During ultrasound processing, a series of compressions and rarefactions are created in the medium in which the waves are propagated in. At sufficiently high power, the energy in the ultrasonic waves exceeds the attraction forces between the molecules of the media which results in the formation of cavitation bubbles. The non-uniform acoustic field results in unstable bubbles which implode and cause localised ‘hotspots’ of high temperature (4000 K) and pressure (1000 atm). These 'hotspots' lead to chemical and mechanical effects manifested in the medium. The effects of ultrasound processing are dependent on the material involved such as, liquid – liquid systems, liquid – solid systems and gaseous systems.

 

Cavitation of bubbles affects the liquid systems in 2 different zones.
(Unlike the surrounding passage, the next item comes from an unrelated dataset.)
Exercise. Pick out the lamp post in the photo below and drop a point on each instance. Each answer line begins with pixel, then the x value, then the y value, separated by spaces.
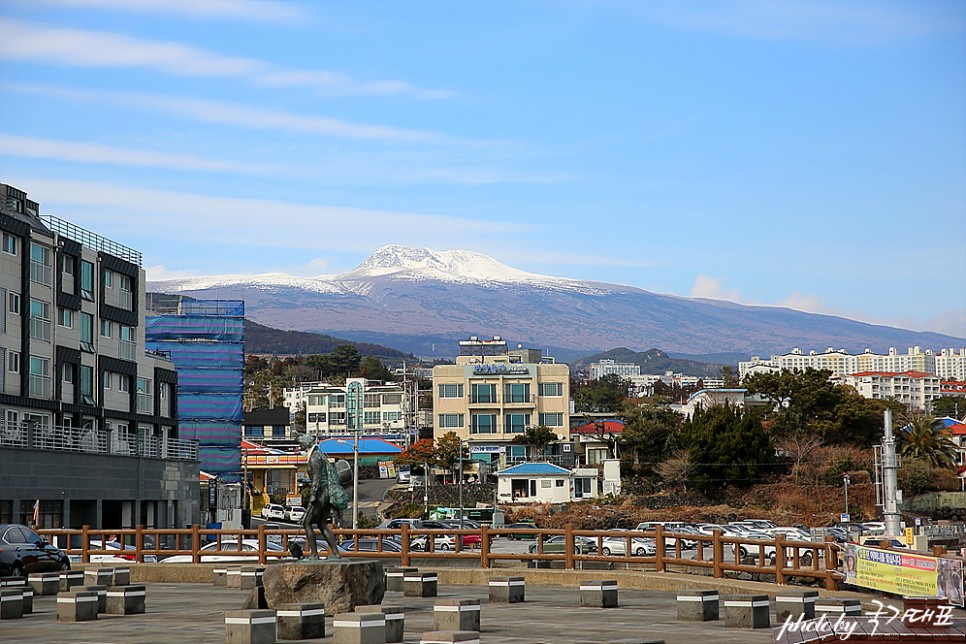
pixel 846 480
The first is the bulk fluid immediately surrounding the bubble whereby the rapid collapse of the bubble results in shear force in the liquid responsible for the mechanical effect. This mechanical effect at liquid – liquid interfaces is responsible for the emulsification of two immiscible liquids forming emulsions.  The second zone is in the bubble in which any material introduced will experience extreme temperature and pressure due to the bubble collapse leading to chemical effects.

 

In solid – liquid systems, the effects of ultrasound are slightly different. Unlike liquid – liquid systems, collapse of cavitation bubbles on or near the surface is symmetrical due to the resistance to liquid flow. This results in an in rush of liquid from the side remote from the surface which creates liquid jets targeting the surface (imagine a high pressure jet) and making ultrasound effective in cleaning surfaces.